Un’altra poesia che amo moltissimo e alla quale ricorro spesso come una preghiera è Ringraziare desidero di Mariangela Gualtieri. In particolare questi versi:

Ringraziare desidero il divino
per la diversità delle creature
che compongono questo singolare universo,
per la ragione,
che non cesserà di sognare
un qualche disegno del labirinto
e l’uccello leggero che vola oltre, più in alto, più su.

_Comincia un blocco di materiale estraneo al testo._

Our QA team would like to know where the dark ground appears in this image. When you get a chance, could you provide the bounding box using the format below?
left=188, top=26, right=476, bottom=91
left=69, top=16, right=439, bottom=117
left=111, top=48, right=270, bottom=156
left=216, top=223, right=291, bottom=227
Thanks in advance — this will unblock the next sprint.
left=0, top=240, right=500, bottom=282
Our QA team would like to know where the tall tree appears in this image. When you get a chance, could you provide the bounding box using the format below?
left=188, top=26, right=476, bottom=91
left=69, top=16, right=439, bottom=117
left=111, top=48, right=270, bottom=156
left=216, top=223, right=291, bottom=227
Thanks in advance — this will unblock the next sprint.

Ringraziare desidero per l’amore,
che ci fa vedere gli altri come li vede la divinità,
per il pane e il sale,
per il mistero della rosa
che prodiga colore e non lo vede.

 

Per concludere, ti invito, per salutare i nostri lettori a scegliere una tua poesia dal recente libro (riportala gentilmente) e, nel contempo, ti invito a portarci a ritroso nel tempo, a prima della stesura completa o della prima stesura, per raccontarci quando “accaduto” così da permetterci di condividere (e meglio comprendere) il percorso che l’ha vista nascere?

Le Altre

Salgo le scale della nostra casa
esco allo scoperto lascio i vestiti
le scarpe e le Altre. Sono aria sono
aria sparsa per il mio intorno e di più.
Seguo il volo di una gazza, io ladra
di particelle di vita fermentata.
Bevo dalla foglia ciò che finalmente
sono. Non Io ma io.
Esco allo scoperto lascio i libri e le sentenze
le lagnanti storie della monografia, i vestiti
della giustezza sociale che avevo cucito.
Nuda. Come presenza bellissima di neve
silenziosa come l’adorazione, come la sete.

 

Ho scelto questa poesia, intitolata Le Altre, perché è il simbolo di un cambiamento, di una consapevolezza per me molto importante arrivata un paio di anni fa quando ero in Inghilterra, dove ho vissuto, studiato e lavorato per svariati anni. Rappresenta una svolta importante, arrivata dopo una crisi, un mettermi in discussione in toto, che mi ha portato a riabbracciare, come già accennavo prima, il mio vero io e non l’Io, quello dell’ego in prima linea, autoreferenziale e che in quel momento, ad esempio, la società in cui vivevo (quella inglese) e l’ambiente accademico (sempre quello inglese) andavano a stimolare. Le Altre sono le molte parti di noi, quelle che indossiamo come vestiti nella quotidianità e che nascondono e talvolta proteggono il nostro vero io, quello della nostra materia più vera, quello dove risiede la nostra vocazione, il nostro brillare, il nostro splendere. Non si può splendere indossando l’altro Io, quello gradasso che scazzotta per farsi spazio a tutti i costi, quello prepotente. Ecco, questo ritorno alla propria “casa” è un passaggio che è stato alimentato da una realtà che stavo vivendo, che ho scelto io e che inizialmente credevo andasse bene per me. Con il tempo, invece, mi sentivo perennemente in conflitto con quella realtà fin quando mi sono rimessa in ascolto di me stessa, grazie alla poesia, grazie al suo potere salvifico, catartico. Una purificazione, un nuovo inizio. Questa poesia è il simbolo di una svestizione che riguarda tutti: significa togliere il superfluo, abbandonare le complessità inutili, le altre nostre facce, lasciar andare ciò che non ci rappresenta più e avere coraggio di cambiare. Accettare la nudità, la purezza, e godere di ciò che siamo davvero, nel bene e nel male.

 

 

 

(la versione ridotta di questa intervista a cura di Grazia Calanna, è apparsa sul quotidiano LA SICILIA del 05.04.2020, pagina Cultura, rubrica “Ridenti e Fuggitivi”).